Debt Consolidation Loans and Payday Loans

June 29, 2012 by  Filed under: Debt 

You see it wherever you go. “Get Fast Cash” or “Personal Loans” with no credit check, fast approval and a five-minute application. They make it so easy for people that need money right away to get it, but it comes at a price; these loans are usually at a high interest rate. They need to be repaid immediately and, unfortunately, the people taking out these loans are doing so because they face immediate money needs such as car repairs, monthly bills, or medical expenses. These short-term loans usually range from $100. to $1500.

As bad as everyone says these quick cash transactions are for the average consumer, where would these people turn to for money? Let’s say, for instance, you have a sick child that needs medical attention, and you don’t have medical insurance, and are living paycheck to paycheck. With no other resources, the only thing left to do is take out one of these loans, after all your child’s health is at stake. Of course, borrowing too much money can be a real problem if you can’t repay it. Accumulating debt is not what you want to see happen. What you should do is only borrow when a real emergency arises, and pay it back before you borrow again.
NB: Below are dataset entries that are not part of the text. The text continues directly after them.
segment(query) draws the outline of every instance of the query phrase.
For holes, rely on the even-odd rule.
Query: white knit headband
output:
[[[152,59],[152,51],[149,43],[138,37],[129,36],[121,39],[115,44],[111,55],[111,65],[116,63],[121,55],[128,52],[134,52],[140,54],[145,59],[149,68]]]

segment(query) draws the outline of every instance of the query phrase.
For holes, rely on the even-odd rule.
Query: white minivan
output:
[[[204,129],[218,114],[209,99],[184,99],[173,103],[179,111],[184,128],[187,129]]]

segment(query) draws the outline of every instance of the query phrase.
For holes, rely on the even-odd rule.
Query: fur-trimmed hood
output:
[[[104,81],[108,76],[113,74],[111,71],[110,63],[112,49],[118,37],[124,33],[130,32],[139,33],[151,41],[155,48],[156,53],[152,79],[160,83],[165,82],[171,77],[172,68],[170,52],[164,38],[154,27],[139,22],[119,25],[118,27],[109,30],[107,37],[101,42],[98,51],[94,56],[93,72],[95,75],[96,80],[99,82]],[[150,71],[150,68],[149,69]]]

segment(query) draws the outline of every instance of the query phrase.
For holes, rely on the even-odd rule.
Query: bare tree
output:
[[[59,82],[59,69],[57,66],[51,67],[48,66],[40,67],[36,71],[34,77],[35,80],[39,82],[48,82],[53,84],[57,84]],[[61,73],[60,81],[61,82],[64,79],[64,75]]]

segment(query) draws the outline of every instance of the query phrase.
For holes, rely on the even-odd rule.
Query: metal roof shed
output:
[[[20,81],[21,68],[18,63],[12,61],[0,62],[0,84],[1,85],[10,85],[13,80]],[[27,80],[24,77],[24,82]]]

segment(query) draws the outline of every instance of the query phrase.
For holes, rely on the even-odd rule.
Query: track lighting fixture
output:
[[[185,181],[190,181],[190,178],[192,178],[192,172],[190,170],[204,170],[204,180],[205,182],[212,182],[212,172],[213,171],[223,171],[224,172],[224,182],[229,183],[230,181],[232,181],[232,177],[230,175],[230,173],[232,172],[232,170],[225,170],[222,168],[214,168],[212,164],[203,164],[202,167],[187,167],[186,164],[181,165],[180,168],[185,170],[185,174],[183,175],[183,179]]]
Sometimes debt can’t be avoided. The economy has been in such a bad state – it’s affected all of us in one way or another. The unemployment rate is at an all-time high. People can’t find work, and they can’t meet their bills. The price of everything has gone up – such as food, clothing, gasoline, etc. People find themselves living off their credit cards. We’ve seen interest rates on credit cards sky-rocket over the years forcing the average person deeper into debt. As a result, people have turned to debt counselors or credit counselors. They generally help to restructure their finances so they can pay their obligations and avoid bankruptcy. Bankruptcy should be a last resort because it stays on your credit history for 10 years.
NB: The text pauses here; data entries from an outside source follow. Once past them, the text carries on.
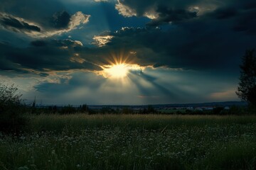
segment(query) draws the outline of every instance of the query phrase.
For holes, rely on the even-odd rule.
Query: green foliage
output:
[[[31,120],[33,131],[14,137],[0,133],[0,169],[256,167],[254,115],[73,114]],[[47,130],[35,130],[44,125]]]
[[[77,113],[77,110],[72,105],[68,105],[63,106],[60,110],[60,114],[73,114]]]
[[[237,95],[242,101],[256,106],[256,55],[255,50],[247,50],[242,58],[240,82]]]
[[[0,131],[18,132],[25,125],[21,113],[25,107],[21,103],[21,94],[14,85],[0,82]]]

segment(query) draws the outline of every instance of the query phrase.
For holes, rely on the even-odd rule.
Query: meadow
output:
[[[38,115],[0,169],[255,169],[256,116]]]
Before filing for bankruptcy, there is another way to begin to get out of debt called Debt Consolidation. This entails taking out one loan to pay off many others. This is done to secure a lower interest rate. You also have to put your home or property up for collateral. Debt Consolidation is generally used when you have high interest credit cards with high balances.

Although unforeseen circumstances can arise when it comes to getting into debt, it’s always best to control spending and not fall into the trap of a high interest loan or credit card if you don’t have to.